Scaling Data-Driven Teaching Across Institutions
Too often, institutions rush to slap together new dashboards before they even define the problems they’re trying to solve. A dashboard filled with charts and metrics is only useful if it leads to meaningful action. That’s why a data initiative should start with careful problem definition—asking what specific student learning or engagement aspects need improvement and why these particular issues matter.
For faculty–those interacting with students day to day in the classroom—the key is asking the right questions:
- What trends am I seeing in my classroom? Regularly reviewing participation and assignment completion can reveal when students start to disengage—giving us a chance to step in before they fall too far behind. If student engagement drops off in the middle of the term, faculty can intervene earlier by sending reminders, offering additional resources, or changing how they present the material.
- What small changes can I make? Simple adjustments—like tweaking an assignment prompt or adding a mid-week check-in—can have a significant impact without requiring a complete course redesign. If a particular assignment has a low completion rate, consider refining the instructions, adding more scaffolding, or offering a mini-lesson on the key concepts.
- What’s actually working? Reflection matters. If we send an extra reminder and participation improves, great! If not, what else can we try? Teaching isn’t about finding a single perfect strategy. It’s about staying flexible, responding to students, and continually refining our approach. Did participation improve after sending a mid-week reminder? Did the tweak to the assignment instructions lead to higher completion rates? This iterative approach transforms data from a static measure into a dynamic tool for improvement.

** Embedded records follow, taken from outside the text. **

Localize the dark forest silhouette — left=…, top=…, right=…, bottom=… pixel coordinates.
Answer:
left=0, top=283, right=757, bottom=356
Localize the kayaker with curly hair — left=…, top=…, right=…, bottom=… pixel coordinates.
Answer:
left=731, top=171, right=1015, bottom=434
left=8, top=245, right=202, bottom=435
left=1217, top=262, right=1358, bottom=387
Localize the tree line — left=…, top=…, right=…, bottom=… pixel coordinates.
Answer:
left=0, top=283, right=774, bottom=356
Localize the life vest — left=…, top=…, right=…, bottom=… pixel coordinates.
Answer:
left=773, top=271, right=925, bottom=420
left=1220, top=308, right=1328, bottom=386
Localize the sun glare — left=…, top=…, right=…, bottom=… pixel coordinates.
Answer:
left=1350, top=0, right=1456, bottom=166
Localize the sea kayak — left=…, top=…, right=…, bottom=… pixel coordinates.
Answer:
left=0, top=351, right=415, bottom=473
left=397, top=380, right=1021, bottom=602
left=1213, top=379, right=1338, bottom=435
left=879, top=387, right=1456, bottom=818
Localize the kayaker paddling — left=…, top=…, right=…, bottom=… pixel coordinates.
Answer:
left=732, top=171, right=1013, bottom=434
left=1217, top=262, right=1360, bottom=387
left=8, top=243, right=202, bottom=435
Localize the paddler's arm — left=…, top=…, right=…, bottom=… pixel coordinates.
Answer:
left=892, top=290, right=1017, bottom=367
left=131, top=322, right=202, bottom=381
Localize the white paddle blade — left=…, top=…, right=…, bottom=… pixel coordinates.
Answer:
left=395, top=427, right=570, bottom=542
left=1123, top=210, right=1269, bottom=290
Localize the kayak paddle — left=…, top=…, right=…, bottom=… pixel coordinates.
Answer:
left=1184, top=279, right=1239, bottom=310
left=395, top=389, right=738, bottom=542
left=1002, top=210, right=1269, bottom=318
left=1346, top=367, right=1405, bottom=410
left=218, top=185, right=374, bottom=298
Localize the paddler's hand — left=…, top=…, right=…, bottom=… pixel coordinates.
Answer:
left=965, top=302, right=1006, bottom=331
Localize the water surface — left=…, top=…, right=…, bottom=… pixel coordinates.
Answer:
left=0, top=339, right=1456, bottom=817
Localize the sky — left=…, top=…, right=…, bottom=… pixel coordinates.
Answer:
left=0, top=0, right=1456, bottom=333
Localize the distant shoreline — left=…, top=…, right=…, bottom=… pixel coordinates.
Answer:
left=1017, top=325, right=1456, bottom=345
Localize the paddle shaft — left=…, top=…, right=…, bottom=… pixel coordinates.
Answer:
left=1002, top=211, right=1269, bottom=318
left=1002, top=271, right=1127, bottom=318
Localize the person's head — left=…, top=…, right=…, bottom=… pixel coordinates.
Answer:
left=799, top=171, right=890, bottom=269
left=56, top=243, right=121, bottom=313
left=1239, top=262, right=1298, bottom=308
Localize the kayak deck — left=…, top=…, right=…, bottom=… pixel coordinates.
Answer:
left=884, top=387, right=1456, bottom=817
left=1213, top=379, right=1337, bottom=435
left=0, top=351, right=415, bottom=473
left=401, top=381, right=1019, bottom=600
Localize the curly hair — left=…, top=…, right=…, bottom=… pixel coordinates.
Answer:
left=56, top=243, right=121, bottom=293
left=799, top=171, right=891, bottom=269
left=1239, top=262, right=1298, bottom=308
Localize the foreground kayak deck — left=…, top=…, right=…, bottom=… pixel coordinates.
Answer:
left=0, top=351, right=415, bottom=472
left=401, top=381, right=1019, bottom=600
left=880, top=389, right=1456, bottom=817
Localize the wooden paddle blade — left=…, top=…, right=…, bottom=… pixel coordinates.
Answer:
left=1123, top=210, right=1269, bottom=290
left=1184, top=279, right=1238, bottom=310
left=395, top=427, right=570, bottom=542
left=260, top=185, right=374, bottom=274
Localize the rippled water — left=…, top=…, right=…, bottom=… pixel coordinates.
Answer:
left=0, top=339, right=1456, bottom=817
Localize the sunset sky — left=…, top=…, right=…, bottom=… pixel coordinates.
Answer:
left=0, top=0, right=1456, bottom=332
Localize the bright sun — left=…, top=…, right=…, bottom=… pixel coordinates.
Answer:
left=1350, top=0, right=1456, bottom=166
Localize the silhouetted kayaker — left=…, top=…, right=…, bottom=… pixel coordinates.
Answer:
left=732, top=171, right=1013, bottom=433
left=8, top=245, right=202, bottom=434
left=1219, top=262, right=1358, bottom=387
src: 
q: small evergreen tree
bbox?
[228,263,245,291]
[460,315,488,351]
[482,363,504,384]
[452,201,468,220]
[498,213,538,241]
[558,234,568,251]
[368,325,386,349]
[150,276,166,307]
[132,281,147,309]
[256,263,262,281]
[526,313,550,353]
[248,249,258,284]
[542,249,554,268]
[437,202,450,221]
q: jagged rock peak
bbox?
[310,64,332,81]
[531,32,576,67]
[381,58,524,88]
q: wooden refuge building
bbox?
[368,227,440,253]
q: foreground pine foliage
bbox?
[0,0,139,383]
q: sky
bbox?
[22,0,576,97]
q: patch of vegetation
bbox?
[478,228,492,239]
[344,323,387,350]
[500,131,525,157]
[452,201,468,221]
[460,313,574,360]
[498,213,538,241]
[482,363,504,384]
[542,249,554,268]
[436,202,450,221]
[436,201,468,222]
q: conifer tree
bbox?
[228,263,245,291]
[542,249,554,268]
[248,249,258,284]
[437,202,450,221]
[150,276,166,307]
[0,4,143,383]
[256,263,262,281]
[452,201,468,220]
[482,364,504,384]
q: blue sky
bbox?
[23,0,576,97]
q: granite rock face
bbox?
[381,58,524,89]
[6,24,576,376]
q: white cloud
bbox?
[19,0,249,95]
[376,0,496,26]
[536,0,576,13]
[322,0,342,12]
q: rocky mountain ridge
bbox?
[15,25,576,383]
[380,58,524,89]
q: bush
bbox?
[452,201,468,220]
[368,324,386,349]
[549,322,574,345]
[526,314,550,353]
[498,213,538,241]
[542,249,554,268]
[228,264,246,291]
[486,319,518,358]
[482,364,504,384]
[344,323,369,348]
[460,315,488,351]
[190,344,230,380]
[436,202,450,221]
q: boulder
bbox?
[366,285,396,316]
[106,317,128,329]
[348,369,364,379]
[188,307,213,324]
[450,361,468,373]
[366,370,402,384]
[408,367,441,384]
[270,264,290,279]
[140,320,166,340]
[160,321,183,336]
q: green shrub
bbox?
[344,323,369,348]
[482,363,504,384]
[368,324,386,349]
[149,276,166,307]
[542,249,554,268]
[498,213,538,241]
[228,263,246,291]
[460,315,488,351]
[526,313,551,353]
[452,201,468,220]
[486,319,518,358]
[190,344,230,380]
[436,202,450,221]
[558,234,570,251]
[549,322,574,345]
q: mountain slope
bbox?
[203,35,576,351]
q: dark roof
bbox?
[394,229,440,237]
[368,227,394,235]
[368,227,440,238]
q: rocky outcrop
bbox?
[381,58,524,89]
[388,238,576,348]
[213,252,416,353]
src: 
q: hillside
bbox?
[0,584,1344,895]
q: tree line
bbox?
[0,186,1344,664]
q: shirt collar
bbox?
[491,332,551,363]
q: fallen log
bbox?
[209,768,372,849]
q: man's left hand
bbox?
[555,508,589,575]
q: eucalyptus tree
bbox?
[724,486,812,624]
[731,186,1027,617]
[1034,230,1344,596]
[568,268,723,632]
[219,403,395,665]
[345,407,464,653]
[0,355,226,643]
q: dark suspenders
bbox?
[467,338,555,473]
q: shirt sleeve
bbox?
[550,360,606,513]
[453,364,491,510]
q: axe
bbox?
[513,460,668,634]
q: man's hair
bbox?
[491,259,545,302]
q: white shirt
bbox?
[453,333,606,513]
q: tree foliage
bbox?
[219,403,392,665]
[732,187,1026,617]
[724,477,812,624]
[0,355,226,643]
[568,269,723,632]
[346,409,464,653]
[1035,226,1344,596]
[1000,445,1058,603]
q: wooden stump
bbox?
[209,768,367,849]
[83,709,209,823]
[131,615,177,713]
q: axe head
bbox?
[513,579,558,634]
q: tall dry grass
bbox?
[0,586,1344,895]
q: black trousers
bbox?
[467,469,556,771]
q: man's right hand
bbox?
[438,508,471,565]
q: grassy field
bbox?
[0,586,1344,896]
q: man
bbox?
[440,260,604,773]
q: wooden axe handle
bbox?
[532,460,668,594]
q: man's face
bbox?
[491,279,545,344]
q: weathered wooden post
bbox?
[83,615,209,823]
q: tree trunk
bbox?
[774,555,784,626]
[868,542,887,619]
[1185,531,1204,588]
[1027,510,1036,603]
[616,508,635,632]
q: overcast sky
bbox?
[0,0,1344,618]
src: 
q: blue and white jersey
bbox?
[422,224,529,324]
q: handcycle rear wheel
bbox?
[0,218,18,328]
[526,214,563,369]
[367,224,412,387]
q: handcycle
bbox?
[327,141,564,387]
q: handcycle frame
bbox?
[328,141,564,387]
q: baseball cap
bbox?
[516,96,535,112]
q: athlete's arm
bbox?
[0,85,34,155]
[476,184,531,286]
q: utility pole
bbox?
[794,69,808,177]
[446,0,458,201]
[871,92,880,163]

Institutions play a crucial role in supporting this work. Access to dashboards and analytics platforms is helpful, but training, socialization, and discussion are just as important. One of the most successful institutional initiatives I’ve seen started not with dashboards, but with conversations. Faculty from different disciplines met regularly to discuss what data they found meaningful. These discussions led to changes that weren’t just about numbers but about creating learning environments that responded to student needs.
Keeping the Focus on What Matters
At its best, data can help sharpen our teaching by supporting our hunches and leveling up our intuition in order to make informed decisions that support real student learning. But numbers will never replace experience. Trends will never tell the whole story. The real magic of teaching happens in the human connections we build, the moments of insight and engagement that aren’t always measurable. As one faculty member put it, “I don’t want data to tell me how to teach—I want it to help me teach better.” That’s the goal. Not just dashboards and metrics, but deeper understanding and meaningful change.